Quince smiled at that, though it was a bit strained. It was true that he’d been wanting to ask that question for a while, but it felt inappropriate. “Yeah, sorry. I know that pretty much everyone with the higher-than-one-thirty calculation is obsessed with the numbers…”
She shook her head at that, conflicted. “No, not really. Just the ones who hit the Con/Calc ratio limiter.” She paused. “Not that most of them are aware that it exists.”
That took a moment to take in. There was some sort of limiter? “What… What do you mean limiter?” he asked, his voice quiet.
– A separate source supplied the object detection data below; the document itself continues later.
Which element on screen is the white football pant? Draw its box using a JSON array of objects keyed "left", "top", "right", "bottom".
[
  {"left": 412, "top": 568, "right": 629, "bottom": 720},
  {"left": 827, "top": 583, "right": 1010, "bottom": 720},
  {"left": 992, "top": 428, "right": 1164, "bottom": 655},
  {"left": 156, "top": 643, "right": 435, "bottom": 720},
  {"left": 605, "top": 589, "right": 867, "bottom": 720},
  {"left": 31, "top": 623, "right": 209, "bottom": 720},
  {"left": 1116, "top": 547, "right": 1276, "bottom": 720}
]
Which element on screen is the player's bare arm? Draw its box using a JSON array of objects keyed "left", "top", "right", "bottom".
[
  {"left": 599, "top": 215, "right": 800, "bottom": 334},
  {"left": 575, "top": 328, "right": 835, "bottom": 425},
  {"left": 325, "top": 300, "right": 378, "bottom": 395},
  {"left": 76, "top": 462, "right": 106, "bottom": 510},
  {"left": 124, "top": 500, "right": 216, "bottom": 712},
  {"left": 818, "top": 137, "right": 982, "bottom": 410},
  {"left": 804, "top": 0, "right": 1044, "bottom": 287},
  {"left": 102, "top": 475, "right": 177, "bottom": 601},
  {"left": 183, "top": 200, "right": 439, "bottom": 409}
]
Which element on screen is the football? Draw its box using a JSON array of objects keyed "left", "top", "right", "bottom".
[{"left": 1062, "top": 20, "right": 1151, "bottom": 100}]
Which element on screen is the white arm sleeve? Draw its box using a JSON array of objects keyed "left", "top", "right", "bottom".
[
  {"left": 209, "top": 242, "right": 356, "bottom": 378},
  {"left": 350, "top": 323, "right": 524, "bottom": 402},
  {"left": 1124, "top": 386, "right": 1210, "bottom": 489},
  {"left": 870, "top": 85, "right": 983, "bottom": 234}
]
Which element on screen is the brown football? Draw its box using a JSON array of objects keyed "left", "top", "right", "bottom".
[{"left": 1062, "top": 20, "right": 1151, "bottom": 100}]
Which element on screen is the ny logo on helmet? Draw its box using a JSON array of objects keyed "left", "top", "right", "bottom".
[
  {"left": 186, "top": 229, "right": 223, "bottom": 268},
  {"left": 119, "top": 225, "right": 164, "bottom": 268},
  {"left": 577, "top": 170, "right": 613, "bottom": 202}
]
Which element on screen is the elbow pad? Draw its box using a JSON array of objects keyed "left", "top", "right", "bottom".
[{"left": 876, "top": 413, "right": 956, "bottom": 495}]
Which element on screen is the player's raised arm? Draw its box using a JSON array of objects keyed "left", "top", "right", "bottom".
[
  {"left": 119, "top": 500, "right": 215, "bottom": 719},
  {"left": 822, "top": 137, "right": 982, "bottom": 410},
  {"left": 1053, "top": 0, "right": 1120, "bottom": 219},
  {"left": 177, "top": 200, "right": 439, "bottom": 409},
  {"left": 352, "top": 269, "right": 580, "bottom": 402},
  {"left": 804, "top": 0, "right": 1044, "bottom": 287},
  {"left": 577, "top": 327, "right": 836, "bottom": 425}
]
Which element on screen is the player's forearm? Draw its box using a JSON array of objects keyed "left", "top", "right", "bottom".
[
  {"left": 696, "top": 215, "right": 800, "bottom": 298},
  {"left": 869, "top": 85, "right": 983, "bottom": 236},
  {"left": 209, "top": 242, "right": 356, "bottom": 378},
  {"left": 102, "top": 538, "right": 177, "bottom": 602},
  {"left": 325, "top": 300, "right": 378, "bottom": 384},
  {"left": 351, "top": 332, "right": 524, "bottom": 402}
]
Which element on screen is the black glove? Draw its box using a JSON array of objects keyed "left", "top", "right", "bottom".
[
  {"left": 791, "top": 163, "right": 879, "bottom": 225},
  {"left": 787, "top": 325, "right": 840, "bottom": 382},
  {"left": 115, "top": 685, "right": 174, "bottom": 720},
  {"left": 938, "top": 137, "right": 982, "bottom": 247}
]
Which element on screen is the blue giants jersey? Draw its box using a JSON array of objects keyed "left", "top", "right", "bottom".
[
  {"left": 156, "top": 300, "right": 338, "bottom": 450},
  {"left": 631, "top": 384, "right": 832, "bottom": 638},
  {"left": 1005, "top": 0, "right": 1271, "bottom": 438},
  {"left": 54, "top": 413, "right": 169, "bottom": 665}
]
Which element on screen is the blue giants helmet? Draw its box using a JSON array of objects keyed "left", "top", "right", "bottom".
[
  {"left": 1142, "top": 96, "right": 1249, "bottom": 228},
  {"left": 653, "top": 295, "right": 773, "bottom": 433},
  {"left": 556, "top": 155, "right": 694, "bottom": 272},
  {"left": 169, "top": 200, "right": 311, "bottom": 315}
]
“My calculation score is one-seventy-two. And I’m assuming yours is… one seventy exactly?” Emma said, giving him a sidelong look. It was almost… pitying, and as soon as he heard her speak he knew why.
“Yeah, it is,” he tried to keep his voice from breaking, and was… mostly successful. “But limiter?”
“Yeah, you’ve definitely hit it, then. Most people who know about it won’t say anything about it, since they’re almost all on the concentration side.” She paused, closing down the display and gesturing for him to sit down. When he did, she followed suit. “Your concentration and calculation scores… I assume you’ve been trying to crack that barrier for ages based on that response…. Neither can be more than double the other. Just like strength and agility can’t be more than double stamina, and concentration and calculation can’t be more than double energy. It applies in reverse for the endurance ones, too, though that takes the higher option. On top of that, energy and stamina can’t be more than a time and a half apart. It comes up sometimes on support and ranger boards, but usually–”
Another face, this one somewhere between amusement and anger, with a bit of amazement in it too. “Well, usually they all decide to keep it to themselves, since none of the carries notice on their own.”
That…
It made sense.
Son of a bitch, that made sense.
“Now that it’s pointed out to me,” Quince tried to joke, some of his anger and relief creeping into his voice, “I’m wondering why the fuck I didn’t notice it before.”
Other people had had his issue, when he’d looked it up. All of the ones he’d researched had been looking at capped calculation scores, all of them at some multiple of two, and almost all on different numbers.
Nobody had asked for their full stat sheets, instead mostly being made fun of.
There were, of course, training regimens for the other stats, but he’d never bothered…
That would need to change. Especially because his energy, at one-twenty-seven, was about to be limited by his stamina…
When he pushed his mind off of that revelation for the moment, telling Emma to bring back up the design so that she could teach him how it worked, his actual thoughts were basically entirely preoccupied by a new thought.
He really owed her for this. More than he could probably repay any time soon, not that she’d think about it as such.
There was one thing he could do, though.
He started making plans for tomorrow.
He’d been planning to do something about Doug anyways, but that had just changed from something he was going to go about carefully to something he was willing to blow that bridge up entirely over.